Barton (D-Kyle) said last week that he preferred a 5.61-acre minimum lot size.
“Even going to five would be huge,” Barton said last week. “Because currently, up in the western part of the county, it’s a two-acre minimum. We long ago imposed – I led the effort 10 years ago to impose a much higher standard over the Edwards (Aquifer recharge) area in the eastern part of the county, where in similar kinds of lots using wells and septics, we already have a five-acre minimum. And we were the first county in the state to go there.

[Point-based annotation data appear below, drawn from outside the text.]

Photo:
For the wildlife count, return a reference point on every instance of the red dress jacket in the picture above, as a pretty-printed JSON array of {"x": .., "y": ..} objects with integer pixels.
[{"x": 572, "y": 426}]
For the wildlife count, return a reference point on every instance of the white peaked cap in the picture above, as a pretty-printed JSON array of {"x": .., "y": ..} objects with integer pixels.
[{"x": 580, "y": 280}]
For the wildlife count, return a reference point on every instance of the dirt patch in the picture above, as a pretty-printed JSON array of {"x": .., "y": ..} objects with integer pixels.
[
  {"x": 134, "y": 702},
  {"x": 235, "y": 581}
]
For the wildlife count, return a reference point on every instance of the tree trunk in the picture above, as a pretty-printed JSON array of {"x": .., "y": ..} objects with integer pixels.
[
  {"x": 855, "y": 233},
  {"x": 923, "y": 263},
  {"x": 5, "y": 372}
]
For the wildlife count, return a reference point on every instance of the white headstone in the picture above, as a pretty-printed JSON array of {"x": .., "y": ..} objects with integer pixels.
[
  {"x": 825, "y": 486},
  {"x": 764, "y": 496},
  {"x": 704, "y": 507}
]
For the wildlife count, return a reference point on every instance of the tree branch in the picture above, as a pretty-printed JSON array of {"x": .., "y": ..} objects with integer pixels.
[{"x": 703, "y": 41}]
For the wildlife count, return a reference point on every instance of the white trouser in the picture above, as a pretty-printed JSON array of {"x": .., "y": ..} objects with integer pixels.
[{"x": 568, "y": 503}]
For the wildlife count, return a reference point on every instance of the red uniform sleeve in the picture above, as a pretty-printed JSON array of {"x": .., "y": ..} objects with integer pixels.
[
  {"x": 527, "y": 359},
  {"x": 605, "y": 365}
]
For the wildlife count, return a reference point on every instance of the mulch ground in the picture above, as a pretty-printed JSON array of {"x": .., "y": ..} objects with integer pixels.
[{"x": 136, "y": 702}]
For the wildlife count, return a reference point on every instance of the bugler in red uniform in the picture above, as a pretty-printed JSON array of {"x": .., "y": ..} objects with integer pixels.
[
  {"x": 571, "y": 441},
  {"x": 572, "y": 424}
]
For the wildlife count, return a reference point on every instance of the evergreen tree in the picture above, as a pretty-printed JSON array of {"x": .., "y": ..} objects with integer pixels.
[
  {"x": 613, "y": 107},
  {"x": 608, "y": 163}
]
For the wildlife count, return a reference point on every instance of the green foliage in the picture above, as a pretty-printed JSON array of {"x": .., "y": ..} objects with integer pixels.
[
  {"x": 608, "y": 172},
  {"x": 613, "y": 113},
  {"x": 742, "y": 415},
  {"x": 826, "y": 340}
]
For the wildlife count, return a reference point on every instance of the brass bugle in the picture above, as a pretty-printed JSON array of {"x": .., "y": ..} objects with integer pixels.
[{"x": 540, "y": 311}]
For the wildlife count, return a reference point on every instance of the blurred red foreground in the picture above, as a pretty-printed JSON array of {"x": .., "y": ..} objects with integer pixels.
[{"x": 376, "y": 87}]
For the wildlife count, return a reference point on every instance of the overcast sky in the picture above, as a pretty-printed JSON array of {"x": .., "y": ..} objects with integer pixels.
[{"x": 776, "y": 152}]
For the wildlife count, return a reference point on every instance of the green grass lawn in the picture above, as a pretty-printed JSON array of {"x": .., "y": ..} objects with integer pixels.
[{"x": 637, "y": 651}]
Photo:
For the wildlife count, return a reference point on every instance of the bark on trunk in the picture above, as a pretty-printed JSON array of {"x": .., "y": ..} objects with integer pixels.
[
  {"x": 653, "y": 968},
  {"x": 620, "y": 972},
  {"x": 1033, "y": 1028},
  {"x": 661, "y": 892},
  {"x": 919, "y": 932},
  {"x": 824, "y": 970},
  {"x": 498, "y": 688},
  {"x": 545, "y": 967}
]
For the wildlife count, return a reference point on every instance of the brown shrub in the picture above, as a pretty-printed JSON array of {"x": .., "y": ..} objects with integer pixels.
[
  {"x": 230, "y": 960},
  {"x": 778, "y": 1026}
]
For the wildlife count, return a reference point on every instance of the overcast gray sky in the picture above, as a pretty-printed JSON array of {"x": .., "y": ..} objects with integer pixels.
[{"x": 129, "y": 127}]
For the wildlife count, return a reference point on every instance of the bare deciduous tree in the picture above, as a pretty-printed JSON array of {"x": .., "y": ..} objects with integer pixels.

The rules were groundbreaking rules when I led the effort to write – I actually did write much of what was in it, because we didn’t have money for a consultant back in those days.”
An earlier version of the proposed development regulations specified a minimum lot size of 6.5 acres. The governing body of the Hays Trinity Groundwater Conservation District (HTGCD), which the state created to manage groundwater production in the Hays portion of the PGMA, supported a nine-acre minimum lot size. HTGCD’s wishes were thwarted when Naismith Engineering recommended 6.5 acres to the commissioners court.
Two HTGCD board members said the calculation resulting in the 6.5-acre figure assumes 75 percent of rain entering the aquifer should be reserved for human use. They said a Texas Water Development Board report by Robert Bluntzer recommends that 10 percent of recharge be reserved for pumping. HTGCD Board Member Andrew Backus (District 3) said Bluntzer recommended minimum lot sizes of 25 acres in the Hill Country.
At around 11:30 p.m. on July 21, after more than five hours of development regulations discussion and public comment at Wimberley City Hall, Ford challenged her colleagues to support a minimum lot size requirement of six acres. With midnight approaching and only 20 people left in the room out of the original 200 or so, commissioners court members were not yet ready to come to a consensus. At the same meeting in Wimberley, Hays County Judge Liz Sumter (D-Wimberley) joined Ford in supporting six acres, though she said her preference was nine acres.
Sumter said last week that the minimum lot will probably be increased in future years to be in accord with the planning efforts of the Texas Water Development Board (TWDB). In the next year, the TWDB will issue a managed available groundwater number that will set a threshold for the number of water pumping permits issued by the Hays Trinity Groundwater Conservation District, which has imposed a moratorium on issuing new permits.
“Existing groundwater supplies — the amount of groundwater that can be produced with current permits and existing infrastructures — are projected to decrease 32 percent between 2010 and 2060, from about 8.5 million acre-feet per year to about 5.8 million acre-feet per year,” states the TWDB’s latest State Water Plan. “Groundwater availability — the amount of water from an aquifer that is available for use as determined by the planning groups — is projected to decrease 22 percent, from 12.7 million acre-feet per year in 2010 to 9.9 million acre-feet per year by 2060.”
Another controversial provision in the new regulations is a requirement for landowners developing property 50 acres or greater, or land with 50 or more dwelling units planned, to allow certain government entities to install and maintain groundwater monitoring wells on the property. Costs associated with the wells will be borne by the government entities that install them.